First the context- I'm not kosher, but my boyfriend of six months is. He's strictly kosher, so we haven't ever been out to dinner at a restaurant (the only place we could've gone is Sabra, and it's so overpriced and has such a bad reputation I wasn't interested). Like I say, I'm not kosher, and I eat out a lot, and I'm fussy.
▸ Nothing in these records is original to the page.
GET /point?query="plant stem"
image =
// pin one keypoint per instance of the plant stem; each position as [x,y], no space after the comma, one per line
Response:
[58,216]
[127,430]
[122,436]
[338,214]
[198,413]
We had dinner at TKT last night, and it was stellar. Every single thing we put in our mouths was fantastic, with the exception of one item, and we tried a lot. For apps we had the red mole turkey and brine-marinated eggplant. The eggplant was my favorite thing, just delicious- sort of like marinated mushrooms, but better. It came with smoky pita, charred on a grill. Then we had mediterranean salads, which were huge (shoulda split one, but we were greedy), full of cukes and great olives with more yummy pita. They also brought us bread, which was very good, and came with a pepper(?) tapenade and some very high quality olive oil for dipping. For mains, the bf had ribeye, which he pronounced "fantastic." I had the fish of the day, which was grilled haddock. Simple and perfectly cooked. So the only not so good thing of the evening was the pesto risotto the fish was served on- it was gluey and just not good. Plain rice would've been better. For dessert we had walnut fudge cake with orange fluff, and it was soooo good. Amazingly fudgey and rich, a chocolate lover's dream.
I'm so impressed at the quality of the food- we'll be back soon. Dinner for two (including coffee and soda, no alcohol), was just under $100, including tax.
The cake alone is worth a trip. I bake a fair amount, so am picky about baked goods, and that cake was so fudgey, walnuty and chocolatey, what else could you want?
If you go this weekend, remember they're closed on Friday night through Saturday (for Shabbat), reopening for brunch and dinner on Sunday. They're on Open Table.